Why aren’t Republicans worried about electability? Because they figured out how to advance their causes without having to win every single election. Once Republicans reduce the "opposition" party to the role of band-aid while they take a time-out to sharpen their swords, it’s not a crisis if they occasionally lose a general election. Democrats would do well, for example, to enlarge and empower labor unions rather than being laissez faire toward them which would have the effect of enlarging and empowering the Democratic electoral base. But did the previous Anyone But Bush administration do anything like this? No. Clinton and his supporters were happy taking the executive foot off the gas pedal and coasting toward the cliff rather than racing toward it like Republicans. It’s been easy for George Bush to ram his agenda through Congress because he didn’t so much as have to turn the car around, there was nothing to undo from the previous Anyone But Bush administration. There was no need for him to spend political capital passing NAFTA because Anyone But Bush already did it. Should we kill Iraqi civilians with bombs? Why not? Anyone But Bush killed them with a decade of sanctions. Ought we to try to pass a federal law prohibiting gay marriage? Oh, that’s right, Anyone But Bush beat us to it. The liberals at The Nation warn us that a sound defeat of a Nader candidacy "can only hurt those causes" which he’s worked so hard for. But no one has yet to explain to me either the difference it makes whether a Republican president ignores those causes or a Democratic one does, or why an Anyone But Bush candidate, who can win his party’s nomination without embracing universal health care or instant runoff voting, would then take up these issues if he happens to win the general election. In short, which of Nader’s causes, which I’m assuming are our causes, is John Kerry going to entertain let alone advance if he wins the presidency? Go ahead, name one.

New Mexico governor Bill Richardson chimed in with perhaps the most common smear against Nader when he says that the decision to run was all about Nader’s ego: "It’s his personal vanity because he has no movement. Nobody’s backing him." I, for one, couldn’t care less whether Nader’s decision is purely selfish or purely selfless. These are moral categories and frankly have no place in evaluating a candidate’s political positions. Again, my attraction to Nader’s candidacy isn’t due to his person but to his politics. This is one of the problems, as I see it, with Dennis Kucinich’s campaign. He often seems more interested in convincing us that his beautiful soul has a beautiful sensibility than in figuring out a way to give his positions efficacy.

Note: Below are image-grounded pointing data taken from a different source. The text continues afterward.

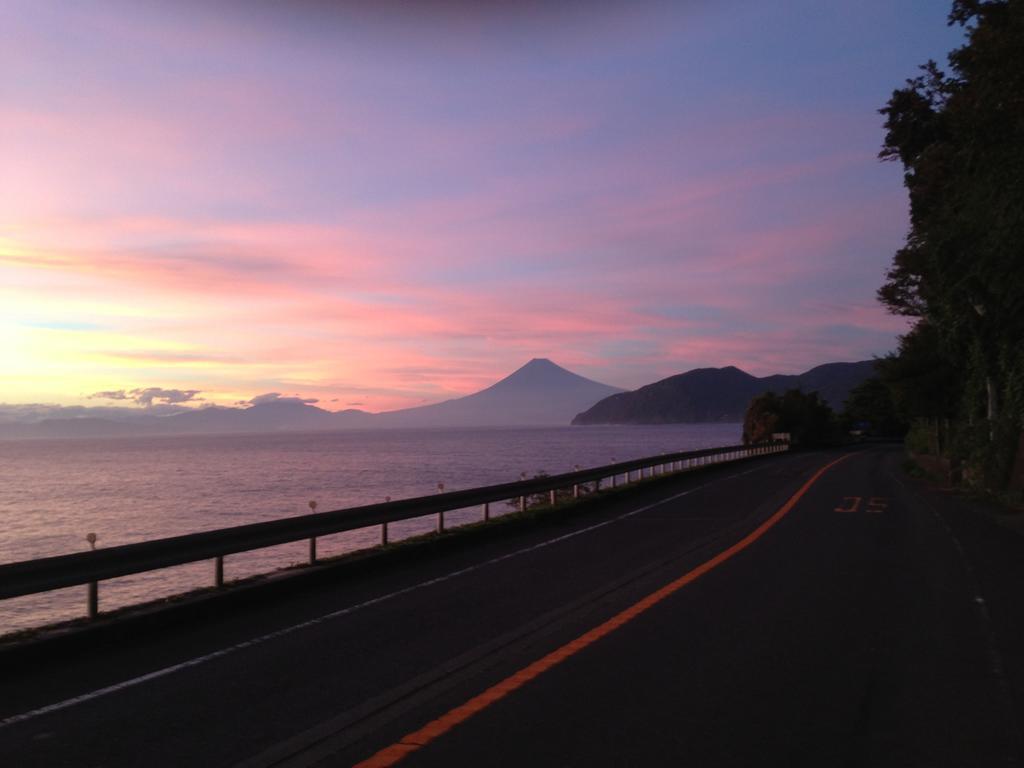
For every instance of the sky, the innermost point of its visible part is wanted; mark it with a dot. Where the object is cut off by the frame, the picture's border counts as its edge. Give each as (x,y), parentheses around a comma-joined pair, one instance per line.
(383,208)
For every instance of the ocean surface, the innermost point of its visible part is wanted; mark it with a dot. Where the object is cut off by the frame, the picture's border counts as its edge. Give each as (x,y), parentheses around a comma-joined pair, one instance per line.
(54,493)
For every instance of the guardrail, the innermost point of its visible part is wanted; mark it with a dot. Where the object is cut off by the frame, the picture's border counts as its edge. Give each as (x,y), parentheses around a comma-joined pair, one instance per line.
(33,577)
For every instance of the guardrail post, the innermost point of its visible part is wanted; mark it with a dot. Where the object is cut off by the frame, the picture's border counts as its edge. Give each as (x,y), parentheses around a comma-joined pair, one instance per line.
(93,599)
(440,515)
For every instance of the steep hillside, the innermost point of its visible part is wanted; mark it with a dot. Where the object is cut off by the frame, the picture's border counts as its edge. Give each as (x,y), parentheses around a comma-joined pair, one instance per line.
(719,394)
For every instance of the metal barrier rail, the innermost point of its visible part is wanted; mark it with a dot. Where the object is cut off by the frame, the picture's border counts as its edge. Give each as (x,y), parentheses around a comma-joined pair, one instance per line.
(43,574)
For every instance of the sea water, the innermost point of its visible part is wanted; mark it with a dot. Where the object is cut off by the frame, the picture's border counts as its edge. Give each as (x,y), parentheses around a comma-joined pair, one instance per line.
(54,493)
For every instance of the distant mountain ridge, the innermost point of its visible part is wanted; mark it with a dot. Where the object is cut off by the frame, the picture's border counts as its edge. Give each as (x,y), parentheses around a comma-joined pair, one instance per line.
(540,393)
(720,394)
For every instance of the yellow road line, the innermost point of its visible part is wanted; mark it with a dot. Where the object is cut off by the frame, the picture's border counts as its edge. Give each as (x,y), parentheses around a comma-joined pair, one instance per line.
(419,738)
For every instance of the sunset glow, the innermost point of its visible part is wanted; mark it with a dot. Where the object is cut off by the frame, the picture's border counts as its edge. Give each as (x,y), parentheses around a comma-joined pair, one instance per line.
(380,212)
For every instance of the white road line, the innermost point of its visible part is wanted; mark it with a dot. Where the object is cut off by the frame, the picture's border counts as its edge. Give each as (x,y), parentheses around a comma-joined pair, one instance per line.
(13,719)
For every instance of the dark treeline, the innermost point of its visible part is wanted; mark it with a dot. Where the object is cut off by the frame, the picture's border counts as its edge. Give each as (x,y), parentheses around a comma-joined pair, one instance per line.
(955,384)
(956,377)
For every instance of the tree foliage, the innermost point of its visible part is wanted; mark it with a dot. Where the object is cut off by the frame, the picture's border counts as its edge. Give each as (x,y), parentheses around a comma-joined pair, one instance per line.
(805,417)
(960,136)
(871,410)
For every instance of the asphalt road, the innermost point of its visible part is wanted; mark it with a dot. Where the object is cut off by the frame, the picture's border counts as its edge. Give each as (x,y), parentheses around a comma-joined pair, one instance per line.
(748,615)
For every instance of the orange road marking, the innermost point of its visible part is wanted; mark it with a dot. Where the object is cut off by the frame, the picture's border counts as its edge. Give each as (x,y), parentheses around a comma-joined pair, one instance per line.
(853,501)
(417,739)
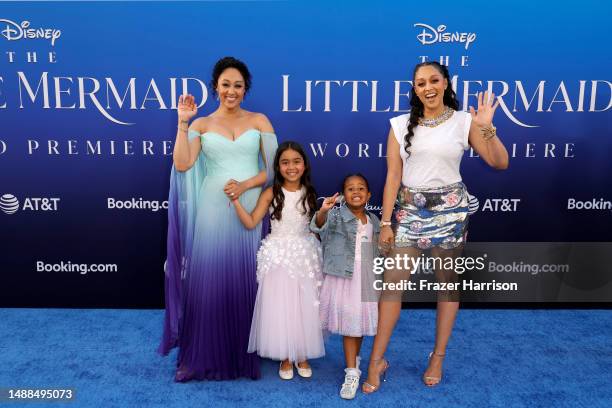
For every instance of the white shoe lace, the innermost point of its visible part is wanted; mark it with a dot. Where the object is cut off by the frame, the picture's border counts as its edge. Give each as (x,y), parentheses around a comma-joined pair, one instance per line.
(349,388)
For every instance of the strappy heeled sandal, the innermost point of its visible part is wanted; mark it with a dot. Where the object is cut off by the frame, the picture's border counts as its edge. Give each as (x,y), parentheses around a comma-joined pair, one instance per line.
(427,378)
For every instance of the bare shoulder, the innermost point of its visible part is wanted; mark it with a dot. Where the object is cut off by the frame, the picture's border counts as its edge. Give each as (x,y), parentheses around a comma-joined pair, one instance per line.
(262,122)
(200,124)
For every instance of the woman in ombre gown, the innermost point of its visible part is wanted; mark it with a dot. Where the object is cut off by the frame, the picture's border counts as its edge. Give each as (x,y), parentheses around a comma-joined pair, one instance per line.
(211,266)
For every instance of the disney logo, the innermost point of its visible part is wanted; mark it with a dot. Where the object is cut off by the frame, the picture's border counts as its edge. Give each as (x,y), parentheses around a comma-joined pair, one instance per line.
(432,35)
(14,31)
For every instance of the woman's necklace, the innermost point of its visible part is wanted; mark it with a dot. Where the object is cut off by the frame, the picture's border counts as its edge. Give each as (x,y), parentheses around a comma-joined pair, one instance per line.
(438,120)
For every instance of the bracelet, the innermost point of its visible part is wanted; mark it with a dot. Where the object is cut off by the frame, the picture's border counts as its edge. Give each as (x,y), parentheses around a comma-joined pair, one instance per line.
(489,132)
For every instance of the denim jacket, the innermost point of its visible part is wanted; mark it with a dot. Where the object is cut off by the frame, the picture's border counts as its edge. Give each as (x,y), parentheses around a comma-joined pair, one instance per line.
(338,241)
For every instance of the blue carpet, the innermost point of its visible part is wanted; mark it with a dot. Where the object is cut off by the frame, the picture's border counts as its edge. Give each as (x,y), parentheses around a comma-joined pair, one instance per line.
(496,358)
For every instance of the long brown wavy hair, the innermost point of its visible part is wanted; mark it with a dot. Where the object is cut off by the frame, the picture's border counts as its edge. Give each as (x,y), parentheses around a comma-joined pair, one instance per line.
(416,106)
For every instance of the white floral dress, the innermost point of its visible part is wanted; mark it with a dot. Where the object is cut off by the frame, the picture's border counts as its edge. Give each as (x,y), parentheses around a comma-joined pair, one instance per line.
(286,323)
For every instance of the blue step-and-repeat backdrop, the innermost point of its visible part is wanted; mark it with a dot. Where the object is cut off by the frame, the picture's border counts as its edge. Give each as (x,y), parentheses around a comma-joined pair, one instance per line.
(88,96)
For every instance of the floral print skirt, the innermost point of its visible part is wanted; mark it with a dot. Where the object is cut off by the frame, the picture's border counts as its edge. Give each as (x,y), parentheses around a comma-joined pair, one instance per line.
(428,217)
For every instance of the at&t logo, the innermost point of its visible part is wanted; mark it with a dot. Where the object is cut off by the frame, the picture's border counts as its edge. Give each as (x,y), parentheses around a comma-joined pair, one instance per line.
(9,204)
(501,204)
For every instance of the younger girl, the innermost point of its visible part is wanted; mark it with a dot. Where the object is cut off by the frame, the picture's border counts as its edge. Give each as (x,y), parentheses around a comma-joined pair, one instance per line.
(349,235)
(286,324)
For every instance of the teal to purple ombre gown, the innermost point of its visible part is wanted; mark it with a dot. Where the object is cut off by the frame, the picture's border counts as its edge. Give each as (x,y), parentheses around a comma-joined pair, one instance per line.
(211,266)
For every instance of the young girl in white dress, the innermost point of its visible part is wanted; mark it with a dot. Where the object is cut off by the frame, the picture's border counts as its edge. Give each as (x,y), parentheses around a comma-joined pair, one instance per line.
(286,324)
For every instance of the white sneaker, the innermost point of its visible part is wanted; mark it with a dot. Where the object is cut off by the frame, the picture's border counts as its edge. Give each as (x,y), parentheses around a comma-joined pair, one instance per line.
(285,374)
(351,383)
(303,372)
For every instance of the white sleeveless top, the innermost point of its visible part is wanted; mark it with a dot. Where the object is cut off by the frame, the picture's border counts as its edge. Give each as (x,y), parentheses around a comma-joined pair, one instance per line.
(435,152)
(293,221)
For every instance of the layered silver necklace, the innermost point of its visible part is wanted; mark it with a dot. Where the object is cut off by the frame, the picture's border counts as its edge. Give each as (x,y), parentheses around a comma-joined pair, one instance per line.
(438,120)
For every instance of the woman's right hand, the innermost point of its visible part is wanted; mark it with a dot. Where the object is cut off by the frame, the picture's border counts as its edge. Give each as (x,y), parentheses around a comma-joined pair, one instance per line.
(385,239)
(187,108)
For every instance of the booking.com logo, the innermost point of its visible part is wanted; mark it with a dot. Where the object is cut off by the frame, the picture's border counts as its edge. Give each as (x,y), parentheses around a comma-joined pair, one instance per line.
(9,204)
(136,204)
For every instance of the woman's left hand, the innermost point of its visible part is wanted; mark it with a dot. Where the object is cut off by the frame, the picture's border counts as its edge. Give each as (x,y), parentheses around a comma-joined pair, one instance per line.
(483,117)
(233,189)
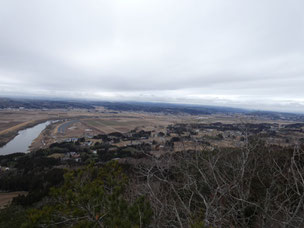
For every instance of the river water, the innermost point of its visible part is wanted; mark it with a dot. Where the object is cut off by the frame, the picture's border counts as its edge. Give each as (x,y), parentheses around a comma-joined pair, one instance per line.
(24,139)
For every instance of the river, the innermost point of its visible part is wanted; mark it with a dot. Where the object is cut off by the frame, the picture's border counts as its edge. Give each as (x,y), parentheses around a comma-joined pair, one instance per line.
(24,139)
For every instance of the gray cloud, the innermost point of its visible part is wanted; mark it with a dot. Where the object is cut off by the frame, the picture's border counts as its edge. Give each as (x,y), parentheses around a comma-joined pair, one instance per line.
(239,53)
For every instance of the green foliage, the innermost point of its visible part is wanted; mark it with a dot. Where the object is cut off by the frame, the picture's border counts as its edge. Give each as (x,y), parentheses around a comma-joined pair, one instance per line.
(92,197)
(12,217)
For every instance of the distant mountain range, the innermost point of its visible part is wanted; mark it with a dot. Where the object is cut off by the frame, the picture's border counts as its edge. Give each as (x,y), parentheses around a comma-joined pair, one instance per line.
(167,108)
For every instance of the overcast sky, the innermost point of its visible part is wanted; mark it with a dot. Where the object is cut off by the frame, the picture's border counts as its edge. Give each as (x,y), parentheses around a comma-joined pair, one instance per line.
(239,53)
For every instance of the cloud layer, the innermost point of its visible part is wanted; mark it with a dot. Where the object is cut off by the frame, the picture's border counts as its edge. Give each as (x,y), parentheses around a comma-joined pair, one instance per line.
(238,53)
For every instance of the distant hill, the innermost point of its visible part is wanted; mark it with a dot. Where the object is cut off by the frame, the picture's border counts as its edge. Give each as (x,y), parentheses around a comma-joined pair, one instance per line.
(40,104)
(143,107)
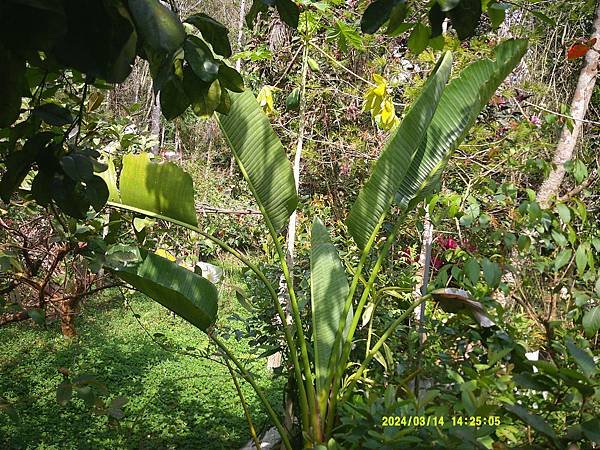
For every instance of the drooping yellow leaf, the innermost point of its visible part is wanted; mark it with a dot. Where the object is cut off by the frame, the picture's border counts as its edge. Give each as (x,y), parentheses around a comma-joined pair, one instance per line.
(165,254)
(265,99)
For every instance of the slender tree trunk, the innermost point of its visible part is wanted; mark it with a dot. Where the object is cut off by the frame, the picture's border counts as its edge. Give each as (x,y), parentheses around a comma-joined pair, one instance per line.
(579,105)
(275,360)
(155,121)
(421,288)
(238,65)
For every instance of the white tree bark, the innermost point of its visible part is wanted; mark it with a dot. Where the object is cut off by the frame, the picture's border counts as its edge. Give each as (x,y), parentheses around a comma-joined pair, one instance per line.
(550,188)
(275,359)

Nader supporters will undoubtedly be criticized for not understanding how serious the situation is, how much rides on the 2004 election. But I wonder if it’s possible to see Nader supporters as seeing things as much more dire than the average liberal sees them. That is, if one cares to project into the future, what would things look like if we merely repeated the last twelve years, if Anyone But Bush wins two of the next three presidential elections and a reactionary Republican wins just one. Ask yourself, is that a country any of us could stand to live in?

I would not be misunderstood. This is not an endorsement for Nader and I remain uncertain how I will vote in November. But I think it’s important that liberals understand what’s attractive and potentially useful about his campaign and why eventual Nader voters don’t deserve liberals’ scorn half as much as registered Democrats, who voted for Bush by the millions despite the significant centrist concessions to them. Go screech at them.